Tratando sobre a deficiência de ajuda dos governos aos necessitados, na primeira semana de abril de 2021 foi elaborado um projeto de lei, criado pelo prefeito curitibano Rafael-Greca (DEM), que tinha por objetivo inferir multa de até R$ 550 para aqueles que partilhassem comida aos sem-teto. Depois de pressionado por instituições de caridade que ressaltaram que os ajudados seriam ainda mais esquecidos pelas autoridades públicas se não fosse o apoio das ONGs, Rafael acabou desistindo da proposta original encaminhada à Câmara Municipal de Curitiba (CMC).

A Pachamama rebate tal acontecimento enfatizando que a falta de operação do Estado como um auxílio oficial e primordial contra a desigualdade social é um problema a ser analisado, uma vez que as organizações não governamentais acabam tomando um cargo de protagonismo que seria do poder público e isso abre portas para que haja um desleixo por conta dos políticos responsáveis por assessorar os indivíduos sem renda básica.

Há casos em que a Conexão Solidária alega ter investido em remédios para crianças vulneráveis, já que os medicamentos não se encontravam disponíveis na Unidade de Pronto-Atendimento. Portanto, a Pachamama reforça dizendo que o trabalho realizado por suas iniciativas é essencial “porque ajuda as mulheres que estão numa situação bastante vulnerável, que não tiveram o auxílio emergencial ou, se tiveram por um tempo, agora não tem. Elas perderam seus empregos, não tem trabalho e isso é muito grave. […] Nós pensamos que a política pública do município deveria estar cuidando efetivamente dessas famílias de uma forma muito mais qualitativa”.

SOLIDARIEDADE QUE TRANSCENDE

No mês de fevereiro de 2020, os participantes do Projeto Amigos da Noite, que quinzenalmente no período noturno se reúnem e distribuem doações de roupas e refeições, realizaram uma experiência única. Com direito a comes e bebes, os voluntários da ONG cantaram felicitações a uma amizade de longa data feita nas ruas bauruenses, construída enquanto realizavam ações comunitárias na cidade.

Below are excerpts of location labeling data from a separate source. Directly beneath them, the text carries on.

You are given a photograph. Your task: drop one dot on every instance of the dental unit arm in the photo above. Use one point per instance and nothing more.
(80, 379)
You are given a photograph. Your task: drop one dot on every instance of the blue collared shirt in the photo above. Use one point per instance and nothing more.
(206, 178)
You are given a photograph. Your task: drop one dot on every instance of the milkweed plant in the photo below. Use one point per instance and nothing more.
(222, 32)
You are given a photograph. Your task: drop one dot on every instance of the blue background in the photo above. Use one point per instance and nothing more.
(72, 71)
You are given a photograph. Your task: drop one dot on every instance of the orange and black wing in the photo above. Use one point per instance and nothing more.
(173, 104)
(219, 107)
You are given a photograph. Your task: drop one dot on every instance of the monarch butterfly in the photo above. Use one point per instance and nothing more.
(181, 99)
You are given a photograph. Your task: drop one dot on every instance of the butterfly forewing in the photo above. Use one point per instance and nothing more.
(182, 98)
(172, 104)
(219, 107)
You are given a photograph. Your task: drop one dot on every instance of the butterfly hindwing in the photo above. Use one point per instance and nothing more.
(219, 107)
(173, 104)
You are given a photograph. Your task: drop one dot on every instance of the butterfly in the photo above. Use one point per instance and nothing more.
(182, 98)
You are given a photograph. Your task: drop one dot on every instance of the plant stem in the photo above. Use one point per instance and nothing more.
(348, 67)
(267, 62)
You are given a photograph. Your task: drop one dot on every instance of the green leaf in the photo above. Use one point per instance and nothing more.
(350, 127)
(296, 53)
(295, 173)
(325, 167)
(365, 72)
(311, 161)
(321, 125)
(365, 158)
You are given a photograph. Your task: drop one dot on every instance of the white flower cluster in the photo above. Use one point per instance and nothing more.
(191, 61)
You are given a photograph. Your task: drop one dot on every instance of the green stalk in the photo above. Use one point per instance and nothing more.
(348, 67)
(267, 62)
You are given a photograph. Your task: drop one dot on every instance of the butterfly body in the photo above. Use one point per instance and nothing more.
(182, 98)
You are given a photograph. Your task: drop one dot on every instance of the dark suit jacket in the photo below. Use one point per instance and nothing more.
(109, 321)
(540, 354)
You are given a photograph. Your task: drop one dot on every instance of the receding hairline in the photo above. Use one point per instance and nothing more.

Os registros da celebração foram publicados no Instagram dos Amigos da Noite junto a uma legenda detalhando que o aniversariante, que era professor de português antes de se encontrar em situação de rua, havia avisado que faria mais um ano de vida, então, o Projeto se esforçou para que ele tivesse um dia especial. […] Na penúltima ação ele disse que hoje 06/02 seria seu aniversário, e não deixamos a data passar em branco. A noite foi especial, nossos voluntários se juntaram pra levar salgadinhos, bolo, refrigerante e brigadeiro. Ele pediu para colocarmos as músicas que te traziam recordações da família, agradeceu muito e disse que estava com seus verdadeiros amigos. Disse que hoje ia dormir feliz, e com certeza todo mundo eu estava lá também vai”, detalha a descrição da postagem, que contém vídeos e fotos dos momentos de descontração.

A carência das pessoas em posição de vulnerabilidade social é mais profunda do que simplesmente a falta de dinheiro para a compra de mercadorias caracterizadas como de necessidades básicas, o sentimento de abandono também é algo presente em suas vidas e precisa ser combatido, e essa é a prioridade para os Amigos, que refletem sobre suas ações e comentam que “a doação vai além de uma refeição ou roupa, a presença e ouvir esse ser humano vulnerável é o que faz a diferença para eles”.

Segundo a Doutora e Professora Flávia Arielo, graduada em História pela Universidade Estadual de Londrina (UEL), a importância de ONGs e projetos sociais se dá pelo motivo de que, para ela, “conseguem tentar ‘tapar’ um buraco e a própria comunidade acaba reagindo aos seus problemas”.

Na visão de Flávia, as interações entre os voluntários e os necessitados durante os momentos de ajuda resultam em uma troca de experiências. A docente e especialista na área de humanas completa concluindo que não há dúvidas de que participar de projetos voluntários estreita as relações sociais no seio da comunidade.